Her report noted that 750,000 Kosovans had been forced to leave their homes. Expulsions appeared to have affected virtually all areas of Kosovo as well as villages in southern Serbia, including places never targeted by NATO air strikes or in which the Kosovo Liberation Army (KLA) has never been present, she said.
"This last fact strengthens indications that refugees are not fleeing NATO air strikes, as is often alleged by Yugoslav authorities," Mrs Robinson said.
She said there were "confirmed" reports of the singling out and killing by Serb authorities of well-known intellectuals or activists, including ethnic Albanian political leader, Mr Fehmet Agani.
Mr Agani was taken off a train that was sent back to Pristina, the capital of Kosovo, on May 7th after the closure of the Macedonian border at Blace.
"Other killings have occurred when Serbian forces opened fire on groups of Kosovars in the process of departure," she said. Her office had also received reports of soldiers or paramilitary forces shooting at groups of refugees after they were rounded up in a village waiting to depart.
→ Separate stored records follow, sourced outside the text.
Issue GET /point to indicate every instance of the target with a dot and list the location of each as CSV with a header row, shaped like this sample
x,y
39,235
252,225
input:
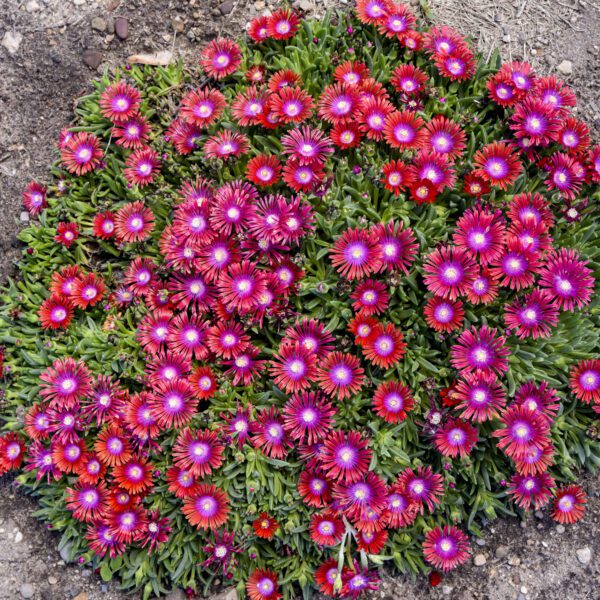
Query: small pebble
x,y
26,590
479,560
584,555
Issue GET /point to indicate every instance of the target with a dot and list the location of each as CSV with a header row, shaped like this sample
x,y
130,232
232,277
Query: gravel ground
x,y
50,49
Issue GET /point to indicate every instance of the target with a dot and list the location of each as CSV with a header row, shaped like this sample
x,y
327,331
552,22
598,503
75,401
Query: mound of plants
x,y
319,302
"Paramilitary forces have entered houses and summarily killed inhabitants," she said.
She said that during a visit to an Albanian refugee camp she had interviewed two survivors of a mass execution. In some cases, Serbian forces appeared to have burned the corpses of executed ethnic Albanians "in attempts to destroy evidence of atrocities."
The section on torture highlighted beatings with fists and rifle butts, cruel treatment, rape and other forms of sexual assault, mutilation, shooting and threats of violence. Torture had occurred mostly outside of detention facilities, in streets, homes, the forest and on the road to the border, Mrs Robinson said. In a separate development yesterday, beaten, undernourished refugees told aid workers that as many as 3,000 ethnic Albanian men were being held in a southern Kosovo prison where guards played loud music to cover up the inmates' screams.
Ms Lindsey Davies of the World Food Programme said she had interviewed a group of 51 men who had been released from Lipljan, and were now in Senokos refugee camp in western Macedonia. They told her they had been subject to regular beatings.